This unashamedly feminist work is being created on behalf of all the young women who SHOULD be going into politics.
What is the impact vision statement of the documentary?
We want this film to reveal the shape and sound of sexism in Australian politics.
We want to do this so that Australians more widely can recognise the problem women face in rising to the top within a system which punishes their gender.
Only then, can we begin to support Australian women into positions of political ascendancy, and begin to change a style of political leadership which takes us out of the past and into the future.
What outcomes does the project hope to achieve from making this documentary?
We want audiences to feel empowered by the gutsy women they have seen on the screen – following in their footsteps to call out unacceptable behaviours, to support each other in relegating sexism to the scrapheap of Australian history and to hold their own local parliamentary members to account on issues of gender equity within their communities.
We will encourage audiences – men and women – to agitate for the 50/50 goal in Australia, demanding decency in our Parliaments and in our media. This may then compel them to join social media campaigns when politicians or commentators denigrate the women who are elected to positions of leadership and/or are denied positions of leadership because their sexual preferences are attacked or their hairstyles mocked. We want this film to put our current politicians and commentators on notice: It is now time to make gender parity real in our political system and the men who can’t handle that idea need to exit through the back door.
How will partnerships with this project help inform the project development?
Julia Gillard has agreed to track with the project and make herself available as the film takes shape. She is on the verge of publishing a new book, Women and Leadership: Real Lives, Real Lessons, co-written with Ngozi Okonjo-Iweala.

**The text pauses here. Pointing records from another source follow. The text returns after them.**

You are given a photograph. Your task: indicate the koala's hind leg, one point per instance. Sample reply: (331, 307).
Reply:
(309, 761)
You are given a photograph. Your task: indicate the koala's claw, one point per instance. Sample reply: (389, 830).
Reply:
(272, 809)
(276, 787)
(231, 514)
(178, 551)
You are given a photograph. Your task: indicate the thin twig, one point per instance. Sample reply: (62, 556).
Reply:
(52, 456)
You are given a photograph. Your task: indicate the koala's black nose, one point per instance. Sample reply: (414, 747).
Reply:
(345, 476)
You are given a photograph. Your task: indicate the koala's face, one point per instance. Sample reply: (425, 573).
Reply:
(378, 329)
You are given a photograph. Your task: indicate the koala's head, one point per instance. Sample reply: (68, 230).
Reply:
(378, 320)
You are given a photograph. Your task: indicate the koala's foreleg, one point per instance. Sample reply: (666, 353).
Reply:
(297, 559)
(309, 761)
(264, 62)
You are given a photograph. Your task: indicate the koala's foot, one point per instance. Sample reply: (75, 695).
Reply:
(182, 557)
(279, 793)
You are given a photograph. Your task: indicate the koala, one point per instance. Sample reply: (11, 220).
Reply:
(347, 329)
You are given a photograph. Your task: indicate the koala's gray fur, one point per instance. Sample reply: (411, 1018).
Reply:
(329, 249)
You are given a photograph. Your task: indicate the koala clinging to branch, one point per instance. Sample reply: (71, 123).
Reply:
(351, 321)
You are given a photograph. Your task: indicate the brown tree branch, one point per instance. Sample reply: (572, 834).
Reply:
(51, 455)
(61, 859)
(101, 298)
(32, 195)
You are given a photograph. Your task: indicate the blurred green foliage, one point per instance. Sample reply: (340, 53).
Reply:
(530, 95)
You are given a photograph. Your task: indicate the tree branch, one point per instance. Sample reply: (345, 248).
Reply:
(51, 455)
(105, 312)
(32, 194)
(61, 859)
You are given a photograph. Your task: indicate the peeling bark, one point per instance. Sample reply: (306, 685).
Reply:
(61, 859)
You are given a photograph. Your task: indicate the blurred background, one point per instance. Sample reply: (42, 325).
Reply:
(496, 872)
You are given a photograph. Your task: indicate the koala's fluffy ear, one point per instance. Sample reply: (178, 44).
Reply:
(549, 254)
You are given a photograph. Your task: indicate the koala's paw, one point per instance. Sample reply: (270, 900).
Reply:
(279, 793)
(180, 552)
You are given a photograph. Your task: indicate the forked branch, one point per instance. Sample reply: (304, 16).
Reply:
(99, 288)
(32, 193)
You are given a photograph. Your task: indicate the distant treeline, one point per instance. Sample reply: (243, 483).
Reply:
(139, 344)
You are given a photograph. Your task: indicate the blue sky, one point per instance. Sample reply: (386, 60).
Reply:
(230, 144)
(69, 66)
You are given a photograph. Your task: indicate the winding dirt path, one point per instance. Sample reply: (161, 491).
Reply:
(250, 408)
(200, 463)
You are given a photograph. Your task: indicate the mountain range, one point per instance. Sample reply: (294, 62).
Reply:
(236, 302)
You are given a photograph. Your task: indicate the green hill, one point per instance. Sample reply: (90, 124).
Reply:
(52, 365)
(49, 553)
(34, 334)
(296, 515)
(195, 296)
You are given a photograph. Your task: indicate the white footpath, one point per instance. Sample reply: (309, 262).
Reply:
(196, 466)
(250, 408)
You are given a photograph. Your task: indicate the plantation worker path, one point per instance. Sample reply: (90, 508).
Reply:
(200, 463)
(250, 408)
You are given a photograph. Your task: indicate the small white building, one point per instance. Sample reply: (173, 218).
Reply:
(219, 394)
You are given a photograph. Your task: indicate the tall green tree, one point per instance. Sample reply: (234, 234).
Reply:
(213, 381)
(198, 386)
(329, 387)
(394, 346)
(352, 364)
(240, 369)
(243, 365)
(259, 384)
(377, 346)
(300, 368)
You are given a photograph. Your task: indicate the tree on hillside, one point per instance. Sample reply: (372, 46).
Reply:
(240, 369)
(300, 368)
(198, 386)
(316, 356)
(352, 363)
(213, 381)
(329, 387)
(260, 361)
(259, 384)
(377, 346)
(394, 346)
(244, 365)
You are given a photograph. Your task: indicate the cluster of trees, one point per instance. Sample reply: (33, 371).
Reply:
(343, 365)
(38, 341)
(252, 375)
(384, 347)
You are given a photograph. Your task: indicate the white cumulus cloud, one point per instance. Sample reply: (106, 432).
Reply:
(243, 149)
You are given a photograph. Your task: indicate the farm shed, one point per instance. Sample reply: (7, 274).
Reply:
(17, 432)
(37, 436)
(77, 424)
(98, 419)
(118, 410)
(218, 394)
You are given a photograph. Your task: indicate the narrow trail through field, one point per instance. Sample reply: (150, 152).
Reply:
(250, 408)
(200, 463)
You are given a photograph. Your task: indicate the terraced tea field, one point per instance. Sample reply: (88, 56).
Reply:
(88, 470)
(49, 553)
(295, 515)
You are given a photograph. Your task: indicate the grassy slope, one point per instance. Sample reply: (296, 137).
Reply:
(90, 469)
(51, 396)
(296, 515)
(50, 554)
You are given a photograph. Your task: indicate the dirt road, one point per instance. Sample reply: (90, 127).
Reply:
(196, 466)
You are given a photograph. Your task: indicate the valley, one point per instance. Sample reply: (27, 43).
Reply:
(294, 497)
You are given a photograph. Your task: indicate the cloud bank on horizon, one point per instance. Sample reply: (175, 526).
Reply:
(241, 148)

Anne Summers has granted us access to her personal collection of documents held in the Australian National Library which informed her seminal speech on our subject, ‘Her Rights at Work: The Political Persecution of Australia’s First Female Prime Minister’ 2012.
We are currently engaged in a three part documentary series about domestic violence for SBS, See What You Made Me Do (with author Jess Hill, winner of the 2020 Stella Prize). This difficult and sensitive series has allowed us to forge relationships of trust and understanding with a wide range of women focused organisations. These relationships will be vital to the impact work we must also apply to Strong Female Lead.
Audience Engagement and Social Impact
What actions does this project hope for its viewers after seeing this film?
We intend for this film to make an audience rise from their seats with a clearer sense of Australia’s political history when it comes to gender issues and a fire in their bellies to ensure future generations, and their own, are not subjected to the same discriminations or media bias.
We want audiences to enact their rights as voters in this country, swayed to support political parties who are making true and important gains in attaining gender parity within their ranks and demonstrably enacting social policies which ensure women in all workplaces across Australia are not subjected to discrimination and bias because of their sex.
We will encourage audiences – men and women, young and not so young – to agitate for the 50/50 goal in Australia, demanding decency in our Parliaments and in our media.
Measurement and Evaluation
What is the projects indicators for success?
We will be aiming for cultural change which should be quantitatively measurable as a medium term goal for this film: quotas for women in Parliament, an increased preparedness to report issues due to the understanding of gender, a clearer pathway for women and girls to observe female role models and follow in their footsteps. The long term goal for this film is Gender parity in Australia’s Parliament by 2030… and another female PM between now and then whose dress sense, marital status and hair colour will be thoroughly irrelevant.